Running Samtools flagstat
- Navigate to Tools → Samtools.
- Select a BAM, SAM, or CRAM file from your Data library.
- Click Run.
The run spawns samtools flagstat <path> and captures stdout. Results are parsed and stored in run history.
Output metrics
samtools flagstat counts reads in each category defined by the SAM bitwise FLAG field. Each count is reported twice: reads that pass QC filters and reads that fail them (the latter shown in parentheses).

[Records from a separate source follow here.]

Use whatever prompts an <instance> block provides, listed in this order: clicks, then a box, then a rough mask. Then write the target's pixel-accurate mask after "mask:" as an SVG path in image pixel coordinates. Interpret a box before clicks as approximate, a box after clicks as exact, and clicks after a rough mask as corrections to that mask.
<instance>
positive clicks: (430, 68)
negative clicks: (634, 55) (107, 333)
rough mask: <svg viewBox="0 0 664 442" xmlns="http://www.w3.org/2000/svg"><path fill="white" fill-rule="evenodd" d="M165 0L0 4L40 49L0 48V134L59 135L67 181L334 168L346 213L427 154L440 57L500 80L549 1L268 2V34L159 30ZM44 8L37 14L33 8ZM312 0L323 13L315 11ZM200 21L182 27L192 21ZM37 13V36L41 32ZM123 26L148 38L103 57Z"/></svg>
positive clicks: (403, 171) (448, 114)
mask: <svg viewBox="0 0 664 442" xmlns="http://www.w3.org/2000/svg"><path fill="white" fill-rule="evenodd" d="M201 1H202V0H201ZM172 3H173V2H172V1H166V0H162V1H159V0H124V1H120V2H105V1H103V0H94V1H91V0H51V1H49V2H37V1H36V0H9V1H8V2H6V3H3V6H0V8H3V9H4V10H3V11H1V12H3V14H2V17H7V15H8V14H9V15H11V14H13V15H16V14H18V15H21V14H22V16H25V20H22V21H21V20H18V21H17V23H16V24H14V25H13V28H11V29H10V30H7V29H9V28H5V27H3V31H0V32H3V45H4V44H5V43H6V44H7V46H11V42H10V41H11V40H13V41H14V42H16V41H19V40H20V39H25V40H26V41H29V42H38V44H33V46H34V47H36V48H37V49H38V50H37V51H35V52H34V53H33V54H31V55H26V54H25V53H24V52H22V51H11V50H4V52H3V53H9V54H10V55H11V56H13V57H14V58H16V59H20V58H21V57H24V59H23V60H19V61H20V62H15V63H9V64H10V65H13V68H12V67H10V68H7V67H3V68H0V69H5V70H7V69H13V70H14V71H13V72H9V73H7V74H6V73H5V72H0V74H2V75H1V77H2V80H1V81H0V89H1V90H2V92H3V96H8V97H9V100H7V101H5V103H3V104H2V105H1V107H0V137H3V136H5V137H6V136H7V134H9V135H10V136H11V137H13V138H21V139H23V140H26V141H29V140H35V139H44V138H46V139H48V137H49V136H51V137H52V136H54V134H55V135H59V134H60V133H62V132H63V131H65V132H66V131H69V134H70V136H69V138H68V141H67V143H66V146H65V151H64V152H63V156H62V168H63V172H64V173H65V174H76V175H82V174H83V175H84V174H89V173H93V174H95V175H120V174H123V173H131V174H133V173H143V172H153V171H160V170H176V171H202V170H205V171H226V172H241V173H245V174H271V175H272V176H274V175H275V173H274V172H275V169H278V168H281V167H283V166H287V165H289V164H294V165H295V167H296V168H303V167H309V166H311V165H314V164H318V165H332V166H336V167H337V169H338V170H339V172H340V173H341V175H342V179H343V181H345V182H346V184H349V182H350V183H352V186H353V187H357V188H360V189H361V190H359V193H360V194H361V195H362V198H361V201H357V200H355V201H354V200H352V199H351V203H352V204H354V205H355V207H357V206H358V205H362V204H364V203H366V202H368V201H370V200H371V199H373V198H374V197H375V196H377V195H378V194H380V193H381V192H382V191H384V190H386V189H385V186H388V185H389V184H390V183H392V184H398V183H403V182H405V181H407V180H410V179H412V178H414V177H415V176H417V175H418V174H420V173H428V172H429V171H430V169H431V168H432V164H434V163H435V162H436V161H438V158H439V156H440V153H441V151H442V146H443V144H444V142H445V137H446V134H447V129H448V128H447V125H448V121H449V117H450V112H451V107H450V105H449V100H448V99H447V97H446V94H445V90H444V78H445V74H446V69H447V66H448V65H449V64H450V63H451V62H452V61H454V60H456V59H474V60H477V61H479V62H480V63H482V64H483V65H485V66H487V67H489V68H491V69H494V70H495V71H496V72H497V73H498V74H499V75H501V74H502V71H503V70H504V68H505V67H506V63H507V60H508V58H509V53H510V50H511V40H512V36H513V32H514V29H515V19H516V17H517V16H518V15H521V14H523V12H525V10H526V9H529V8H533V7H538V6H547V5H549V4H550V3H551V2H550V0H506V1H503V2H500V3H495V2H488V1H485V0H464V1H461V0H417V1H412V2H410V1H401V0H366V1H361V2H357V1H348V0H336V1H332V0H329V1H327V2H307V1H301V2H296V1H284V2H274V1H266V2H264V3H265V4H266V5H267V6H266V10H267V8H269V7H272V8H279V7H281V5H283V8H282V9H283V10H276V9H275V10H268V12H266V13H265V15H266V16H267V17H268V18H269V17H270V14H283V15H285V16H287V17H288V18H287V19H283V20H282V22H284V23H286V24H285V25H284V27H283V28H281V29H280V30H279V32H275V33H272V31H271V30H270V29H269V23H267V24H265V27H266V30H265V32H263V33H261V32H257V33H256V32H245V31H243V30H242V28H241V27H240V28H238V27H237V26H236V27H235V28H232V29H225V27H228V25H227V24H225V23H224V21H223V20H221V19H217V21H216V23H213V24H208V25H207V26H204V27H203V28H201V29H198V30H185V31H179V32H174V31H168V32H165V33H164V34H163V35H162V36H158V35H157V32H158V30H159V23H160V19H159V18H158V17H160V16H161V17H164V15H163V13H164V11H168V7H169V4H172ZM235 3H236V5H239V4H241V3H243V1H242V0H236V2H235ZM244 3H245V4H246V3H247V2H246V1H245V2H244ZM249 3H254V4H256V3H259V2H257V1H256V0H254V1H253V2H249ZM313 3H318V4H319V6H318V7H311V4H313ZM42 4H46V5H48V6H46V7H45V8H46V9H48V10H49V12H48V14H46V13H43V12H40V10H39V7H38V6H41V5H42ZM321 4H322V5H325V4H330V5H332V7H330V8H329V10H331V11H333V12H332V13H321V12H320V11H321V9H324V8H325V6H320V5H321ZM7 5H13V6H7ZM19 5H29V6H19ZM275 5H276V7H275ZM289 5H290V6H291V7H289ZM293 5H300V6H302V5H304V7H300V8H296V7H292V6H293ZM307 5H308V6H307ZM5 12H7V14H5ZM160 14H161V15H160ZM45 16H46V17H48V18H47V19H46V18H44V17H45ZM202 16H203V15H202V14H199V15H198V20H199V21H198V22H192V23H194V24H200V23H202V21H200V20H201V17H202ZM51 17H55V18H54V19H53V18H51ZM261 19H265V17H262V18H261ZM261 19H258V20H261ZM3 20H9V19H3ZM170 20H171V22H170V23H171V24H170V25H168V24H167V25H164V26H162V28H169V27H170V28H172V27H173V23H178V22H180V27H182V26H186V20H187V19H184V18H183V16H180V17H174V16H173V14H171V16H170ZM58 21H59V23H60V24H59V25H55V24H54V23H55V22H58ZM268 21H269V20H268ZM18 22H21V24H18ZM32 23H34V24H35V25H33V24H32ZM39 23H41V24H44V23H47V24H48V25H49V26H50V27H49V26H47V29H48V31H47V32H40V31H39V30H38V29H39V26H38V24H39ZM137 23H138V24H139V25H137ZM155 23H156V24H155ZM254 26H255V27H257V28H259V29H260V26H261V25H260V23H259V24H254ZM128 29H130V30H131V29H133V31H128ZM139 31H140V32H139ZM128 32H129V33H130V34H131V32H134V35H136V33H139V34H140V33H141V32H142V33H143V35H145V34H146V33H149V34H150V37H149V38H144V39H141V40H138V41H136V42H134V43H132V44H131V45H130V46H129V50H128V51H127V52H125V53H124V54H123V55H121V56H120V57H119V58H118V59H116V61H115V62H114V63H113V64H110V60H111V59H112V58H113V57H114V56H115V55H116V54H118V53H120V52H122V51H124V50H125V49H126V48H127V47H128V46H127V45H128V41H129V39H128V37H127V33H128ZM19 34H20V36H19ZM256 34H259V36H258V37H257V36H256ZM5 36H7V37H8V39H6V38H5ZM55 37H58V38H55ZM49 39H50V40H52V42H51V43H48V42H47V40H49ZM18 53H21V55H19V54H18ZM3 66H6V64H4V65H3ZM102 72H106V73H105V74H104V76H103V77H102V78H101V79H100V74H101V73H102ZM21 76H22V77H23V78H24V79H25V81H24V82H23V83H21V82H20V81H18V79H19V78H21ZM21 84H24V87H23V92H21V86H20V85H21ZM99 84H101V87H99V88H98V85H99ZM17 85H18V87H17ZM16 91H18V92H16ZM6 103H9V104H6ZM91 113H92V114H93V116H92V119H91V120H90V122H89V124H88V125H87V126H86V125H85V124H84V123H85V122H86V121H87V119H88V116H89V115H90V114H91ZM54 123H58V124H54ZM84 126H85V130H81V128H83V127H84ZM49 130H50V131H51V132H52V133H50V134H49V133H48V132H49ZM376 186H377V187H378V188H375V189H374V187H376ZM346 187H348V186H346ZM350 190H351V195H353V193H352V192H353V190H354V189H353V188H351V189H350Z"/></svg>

| Metric | FLAG bits | Description |
|---|---|---|
| Total reads | — | All records in the file (QC-passed + QC-failed) |
| Mapped | 0x4 unset | Reads with at least one reported alignment |
| Mapped % | — | Mapped / total × 100 |
| Duplicates | 0x400 | Reads marked as optical or PCR duplicate |
| Properly paired | 0x2 | Both mates aligned, within expected distance and orientation |
| Secondary | 0x100 | Alternative alignments for multi-mapping reads |
| Supplementary | 0x800 | Chimeric alignments (e.g., from structural variant evidence) |
| Paired in sequencing | 0x1 | Reads from paired-end library |
| Read 1 | 0x40 | First mate in a pair |
| Read 2 | 0x80 | Second mate in a pair |
Interpreting results
| Metric | Good range | Concern |
|---|---|---|
| Mapped % | ≥ 95% (WGS human) | < 80% may indicate wrong reference, contamination, or damaged library |
| Properly paired % | Close to mapping rate | Large gap may indicate structural rearrangements or library quality issues |
| Duplicate % | < 20% (WGS) | > 40% suggests over-amplification; may bias variant calling and coverage |
| Secondary | Low (< 5%) | High secondary counts mean many reads map to multiple locations |
Duplicate rate context
Duplicate percentages are expected to be higher for:
- Amplicon sequencing (by design)
- Very low-input libraries
- High-depth targeted panels
For whole-genome or whole-exome, 10–25% is typical. Above 40% is worth investigating.